Em declarações à Lusa, no âmbito do Dia Mundial de Cancro da Cabeça e Pescoço, que se assinala este sábado, o patologista Rui Henrique afirmou que, em Portugal, os fatores de risco predominantes são o tabagismo e o alcoolismo, mas “em sociedades que nós consideramos mais avançadas, por exemplo no Reino Unido, já estamos numa proporção de 50/50”.

“Em Portugal andaremos à volta dos 20/30 contra 70/80 dos fatores de risco clássicos, mas nos EUA já estamos invertidos, ou seja, já cerca de 70% dos casos estão associados ao HPV nessa localização, versus 30% associados aos clássicos”, sublinhou.

Defendeu por isso a importância da prevenção e do diagnóstico precoce do cancro da cabeça e pescoço, nomeadamente sensibilizando a população a estar atenta e não desvalorizar os sintomas.

Não se devem desvalorizar sintomas como dor de garganta, alterações da audição e nariz entupido, feridas na boca e aftas que não cicatrizam ao fim de três semanas, rouquidão e outros.

O presidente do IPO-Porto considerou que os profissionais da área da saúde oral têm “uma responsabilidade muito grande e um papel muito importante a desempenhar, porque a deteção de pequenas lesões que muitas vezes são assintomáticas depende muito da observação e referenciação rápida para uma instituição em que possam ser diagnosticados”.

A maioria das pessoas associa o HPV com o cancro do colo do útero, mas “na realidade existem outros tumores que estão associados ao HPV na região anogenital (pénis, ânus, vulva e vagina) e noutras localizações, nomeadamente ao nível da orofaringe.

“Esses tumores são obviamente bastante menos frequentes que o cancro do colo do útero, mas de acordo com a observação epidemiológica que tem sido feita é que nos países ditos desenvolvidos, a percentagens de casos ao nível da orofaringe que estão associados ao HPV está a incrementar comparativamente aos casos que estão associados aos fatores de risco clássicos”, frisou.

Segundo explicou à Lusa, “o sistema de vacinação que temos implementados para o cancro do colo do útero, tem também um impacto positivo nas neoplasias associadas ao HPV ao nível da cavidade oral”.

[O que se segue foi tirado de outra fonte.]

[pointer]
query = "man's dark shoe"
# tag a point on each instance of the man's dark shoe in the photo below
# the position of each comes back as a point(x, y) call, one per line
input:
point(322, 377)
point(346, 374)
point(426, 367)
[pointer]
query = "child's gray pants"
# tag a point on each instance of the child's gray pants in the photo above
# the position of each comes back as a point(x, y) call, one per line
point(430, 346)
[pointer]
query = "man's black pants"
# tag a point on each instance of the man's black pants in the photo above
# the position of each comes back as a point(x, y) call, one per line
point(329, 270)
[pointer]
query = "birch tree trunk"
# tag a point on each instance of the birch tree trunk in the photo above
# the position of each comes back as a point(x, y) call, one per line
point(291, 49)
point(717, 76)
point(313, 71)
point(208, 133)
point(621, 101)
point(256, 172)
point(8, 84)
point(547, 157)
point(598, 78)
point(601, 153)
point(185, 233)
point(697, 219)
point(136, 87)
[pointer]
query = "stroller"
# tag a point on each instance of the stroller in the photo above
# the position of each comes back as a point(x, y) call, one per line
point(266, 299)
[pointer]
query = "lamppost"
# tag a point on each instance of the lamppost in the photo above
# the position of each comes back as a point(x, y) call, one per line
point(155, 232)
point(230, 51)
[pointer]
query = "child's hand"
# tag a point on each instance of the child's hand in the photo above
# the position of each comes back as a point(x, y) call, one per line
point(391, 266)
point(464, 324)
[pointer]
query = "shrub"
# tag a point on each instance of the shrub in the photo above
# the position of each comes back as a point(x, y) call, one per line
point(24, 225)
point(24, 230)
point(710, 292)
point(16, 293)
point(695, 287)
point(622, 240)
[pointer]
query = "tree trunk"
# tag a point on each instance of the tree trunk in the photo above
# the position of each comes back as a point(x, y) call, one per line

“Cerca de 95% destes cancros da cavidade oral associados ao HPV estão associados ao HPV16, que é precisamente um dos agentes carcinogénicos que está considerado na vacina. É um ganho adicional que a vacina dá, além da prevenção ao nível do colo uterino”, frisou.

Assim, o alargamento da vacina aos rapazes “poderá fazer sentido, numa visão mais ampla que não apenas o cancro do colo do útero”, mas, Rui Henrique realça que “não existe uma ideia tão concreta da eficácia da vacina em termos de prevenção da cavidade oral versus colo do útero”.

“Isto também é preciso ser dito, não existe nenhum estudo que permita determinar qual é a capacidade de proteção, o que pode ser dito é que à partida permitirá uma melhor prevenção do que a sua ausência”, acrescentou.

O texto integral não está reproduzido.